To compute the rBLEU score of the generated samples:

python scripts/compute_bleu_score.py --dataset=freebase2wikitext \
  --checkpoint_dir=/tmp/graph2text

To compute the retrieval scores:

python main.py --dataset=freebase2wikitext \
  --job_mode=retrieve \
  --checkpoint_dir=/tmp/graph2text

Citing WikiGraphs

To cite this work:

@inproceedings{wang2021wikigraphs,
  title={WikiGraphs: A Wikipedia Text-Knowledge Graph Paired Dataset},
  author={Wang, Luyu and Li, Yujia and Aslan, Ozlem and Vinyals, Oriol},
  booktitle={Proceedings of the Graph-Based Methods for Natural Language Processing (TextGraphs)},
  pages={67--82},
  year={2021}
}

License

All code copyright 2021 DeepMind Technologies Limited

Code is licensed under the Apache License, Version 2.0 (the "License"); you may not use this file except in compliance with the License. You may obtain a copy of the License at:

http://www.apache.org/licenses/LICENSE-2.0

Unless required by applicable law or agreed to in writing, software distributed under the License is distributed on an "AS IS" BASIS, WITHOUT WARRANTIES OR CONDITIONS OF ANY KIND, either express or implied.

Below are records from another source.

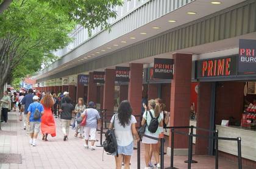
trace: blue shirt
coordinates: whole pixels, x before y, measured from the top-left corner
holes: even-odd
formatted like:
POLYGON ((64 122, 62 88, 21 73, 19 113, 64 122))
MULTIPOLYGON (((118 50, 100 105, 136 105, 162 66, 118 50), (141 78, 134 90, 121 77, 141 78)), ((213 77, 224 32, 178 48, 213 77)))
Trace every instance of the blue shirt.
POLYGON ((35 112, 35 110, 36 108, 37 108, 40 112, 42 112, 43 111, 43 106, 41 103, 35 102, 33 103, 30 104, 29 108, 27 109, 27 111, 30 111, 31 112, 30 116, 29 117, 29 122, 41 122, 41 117, 37 120, 34 119, 34 113, 35 112))
POLYGON ((21 105, 25 105, 24 108, 24 113, 27 114, 29 106, 30 104, 33 103, 33 97, 34 94, 32 93, 28 94, 23 97, 23 99, 21 101, 21 105))

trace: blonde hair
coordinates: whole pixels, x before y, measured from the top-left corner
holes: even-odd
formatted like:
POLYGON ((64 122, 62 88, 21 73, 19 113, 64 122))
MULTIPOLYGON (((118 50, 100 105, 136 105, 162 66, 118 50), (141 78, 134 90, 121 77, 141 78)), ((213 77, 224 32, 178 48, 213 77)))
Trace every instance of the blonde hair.
POLYGON ((157 103, 155 100, 151 99, 149 101, 149 105, 153 108, 155 112, 155 116, 158 117, 160 114, 160 105, 157 103))
POLYGON ((84 99, 82 98, 79 98, 77 100, 77 105, 79 105, 79 100, 82 102, 82 105, 84 105, 84 99))

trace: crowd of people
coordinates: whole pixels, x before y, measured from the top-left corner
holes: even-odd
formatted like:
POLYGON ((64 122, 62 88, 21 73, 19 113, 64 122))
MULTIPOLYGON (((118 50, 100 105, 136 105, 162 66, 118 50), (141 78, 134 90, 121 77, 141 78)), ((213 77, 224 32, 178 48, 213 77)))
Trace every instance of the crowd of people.
MULTIPOLYGON (((48 136, 56 136, 55 118, 59 118, 61 122, 63 141, 68 140, 69 128, 76 129, 74 137, 84 138, 85 148, 89 148, 88 140, 90 137, 91 150, 94 150, 96 132, 97 125, 100 122, 101 117, 95 108, 95 104, 90 102, 88 106, 82 98, 79 98, 77 104, 74 105, 68 92, 63 94, 50 94, 35 92, 29 89, 27 92, 14 93, 12 97, 8 95, 7 92, 4 92, 1 100, 2 106, 1 122, 6 123, 8 119, 8 111, 10 103, 13 102, 12 109, 16 111, 16 106, 19 112, 23 113, 24 129, 29 134, 29 143, 37 145, 37 138, 38 133, 42 134, 42 140, 48 141, 48 136), (14 106, 15 105, 15 106, 14 106), (74 114, 73 122, 71 123, 73 114, 74 114), (84 119, 85 122, 83 123, 84 119)), ((152 119, 158 121, 158 126, 155 132, 152 133, 146 128, 144 134, 158 138, 163 134, 163 127, 168 123, 169 116, 165 111, 165 104, 160 98, 148 100, 143 100, 143 115, 141 125, 147 124, 149 126, 152 119)), ((115 114, 110 121, 109 128, 115 128, 115 134, 117 142, 117 152, 112 154, 115 156, 116 168, 121 168, 122 162, 124 168, 130 168, 130 160, 133 150, 133 140, 140 140, 140 133, 136 129, 137 120, 132 114, 132 108, 127 100, 121 102, 117 113, 115 114)), ((21 120, 21 119, 20 119, 21 120)), ((145 168, 157 168, 160 167, 159 162, 159 141, 143 137, 142 143, 144 144, 145 168), (154 156, 155 164, 152 164, 151 159, 154 156)))

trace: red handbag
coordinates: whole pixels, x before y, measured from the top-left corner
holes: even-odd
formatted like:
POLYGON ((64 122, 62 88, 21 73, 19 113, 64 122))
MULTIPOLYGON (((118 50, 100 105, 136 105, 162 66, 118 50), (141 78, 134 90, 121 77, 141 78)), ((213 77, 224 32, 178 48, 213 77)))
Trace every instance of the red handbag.
POLYGON ((80 124, 82 126, 85 126, 86 125, 86 119, 87 119, 87 111, 85 110, 85 115, 84 117, 83 120, 82 121, 81 123, 80 124))

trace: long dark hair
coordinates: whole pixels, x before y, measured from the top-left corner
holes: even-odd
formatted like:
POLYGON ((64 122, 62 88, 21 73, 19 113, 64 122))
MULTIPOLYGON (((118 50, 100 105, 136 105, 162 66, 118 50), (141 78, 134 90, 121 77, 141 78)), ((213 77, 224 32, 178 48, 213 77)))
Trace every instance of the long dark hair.
POLYGON ((132 112, 132 109, 128 100, 122 101, 118 109, 118 116, 119 123, 123 127, 126 126, 126 124, 129 124, 132 112))

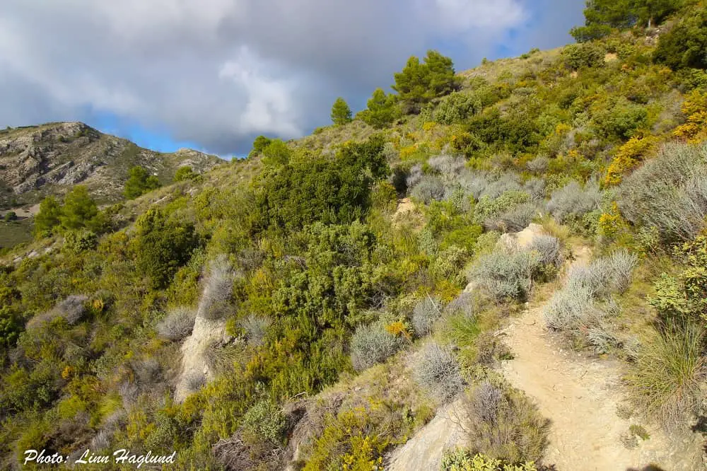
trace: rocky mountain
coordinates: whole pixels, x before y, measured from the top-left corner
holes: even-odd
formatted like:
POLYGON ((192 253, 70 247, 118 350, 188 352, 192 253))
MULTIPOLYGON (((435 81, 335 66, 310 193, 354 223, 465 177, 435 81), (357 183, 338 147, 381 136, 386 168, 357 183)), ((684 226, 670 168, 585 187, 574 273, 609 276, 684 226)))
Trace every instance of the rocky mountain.
POLYGON ((121 199, 128 170, 139 165, 165 183, 177 168, 211 170, 223 161, 191 149, 161 153, 105 134, 81 122, 0 131, 0 209, 34 204, 79 183, 100 203, 121 199))

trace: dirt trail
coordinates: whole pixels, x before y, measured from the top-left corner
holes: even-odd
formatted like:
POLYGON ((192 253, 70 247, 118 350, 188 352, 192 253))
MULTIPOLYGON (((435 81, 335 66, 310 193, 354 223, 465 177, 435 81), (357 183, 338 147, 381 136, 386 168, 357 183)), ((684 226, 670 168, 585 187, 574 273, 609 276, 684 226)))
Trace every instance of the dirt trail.
MULTIPOLYGON (((577 264, 590 257, 587 249, 576 255, 577 264)), ((531 307, 504 330, 514 359, 504 361, 501 370, 551 421, 544 463, 558 471, 700 469, 699 437, 670 438, 638 417, 619 417, 621 366, 563 349, 545 327, 542 310, 531 307), (628 449, 621 436, 632 424, 642 425, 650 438, 628 449)))
MULTIPOLYGON (((587 248, 573 263, 586 263, 587 248)), ((533 397, 541 414, 551 421, 544 463, 557 471, 694 471, 701 463, 701 440, 668 437, 638 417, 617 415, 624 393, 621 366, 591 359, 563 349, 545 327, 543 305, 530 306, 503 330, 514 359, 501 371, 514 387, 533 397), (643 426, 648 440, 629 449, 621 441, 632 424, 643 426), (654 466, 657 467, 650 467, 654 466)), ((396 450, 387 469, 438 470, 444 448, 463 446, 459 402, 440 409, 435 418, 396 450)))

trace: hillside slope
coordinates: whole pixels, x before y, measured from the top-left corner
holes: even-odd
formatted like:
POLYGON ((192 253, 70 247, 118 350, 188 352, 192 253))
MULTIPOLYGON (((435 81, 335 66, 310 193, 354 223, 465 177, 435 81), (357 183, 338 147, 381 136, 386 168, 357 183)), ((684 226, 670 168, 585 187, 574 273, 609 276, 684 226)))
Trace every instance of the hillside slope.
POLYGON ((122 199, 128 170, 141 165, 163 183, 182 165, 203 173, 222 163, 216 156, 181 149, 163 153, 104 134, 81 122, 0 130, 0 209, 61 196, 79 183, 99 203, 122 199))
POLYGON ((45 204, 0 252, 0 468, 707 469, 707 66, 655 54, 707 29, 680 4, 462 74, 431 52, 350 122, 45 204))

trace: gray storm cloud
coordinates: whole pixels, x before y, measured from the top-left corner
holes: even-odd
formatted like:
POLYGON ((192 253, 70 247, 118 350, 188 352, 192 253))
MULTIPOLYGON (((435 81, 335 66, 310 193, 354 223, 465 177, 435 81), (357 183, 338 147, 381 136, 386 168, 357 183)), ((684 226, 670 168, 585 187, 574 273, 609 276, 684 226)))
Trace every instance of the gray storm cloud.
POLYGON ((473 64, 508 31, 532 30, 529 2, 5 0, 0 124, 107 114, 243 152, 254 135, 325 124, 334 98, 361 102, 440 40, 473 64))

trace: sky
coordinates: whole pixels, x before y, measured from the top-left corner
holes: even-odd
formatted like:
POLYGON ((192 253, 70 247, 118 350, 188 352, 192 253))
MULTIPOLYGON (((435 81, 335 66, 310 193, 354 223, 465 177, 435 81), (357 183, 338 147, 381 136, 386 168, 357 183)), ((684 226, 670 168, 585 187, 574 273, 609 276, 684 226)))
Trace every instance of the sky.
POLYGON ((0 127, 83 121, 144 147, 243 156, 390 91, 411 55, 457 71, 573 41, 583 0, 3 0, 0 127))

See the License for the specific language governing permissions and limitations under the License.

WikiGraphs [1] is licensed under the terms of the Creative Commons Attribution-ShareAlike 4.0 International (CC BY-SA 4.0) license.

WikiText-103 data [2] (unchanged) is licensed by Salesforce.com, Inc. under the terms of the Creative Commons Attribution-ShareAlike 4.0 International (CC BY-SA 4.0) license. You can find details about CC BY-SA 4.0 at:

https://creativecommons.org/licenses/by-sa/4.0/legalcode

Freebase data [3] is licensed by Google LLC under the terms of the Creative Commons CC BY 4.0 license. You may obtain a copy of the License at:

https://creativecommons.org/licenses/by/4.0/legalcode

References

  1. L. Wang, Y. Li, O. Aslan, and O. Vinyals, "WikiGraphs: a wikipedia - knowledge graph paired dataset", in Proceedings of the Graph-based Methods for Natural Language Processing (TextGraphs), pages 67-82, 2021.
  2. S. Merity, C. Xiong, J. Bradbury, and R. Socher, "Pointer sentinel mixture models", arXiv: 1609.07843, 2016.
  3. K. Bollacker, C. Evans, P. Paritosh, T. Sturge, and J. Taylor, "Freebase: a collaboratively created graph database for structuring human knowledge", in Proceedings of ACM SIGMOD international conference on Managementof data, pages 1247–1250, 2008.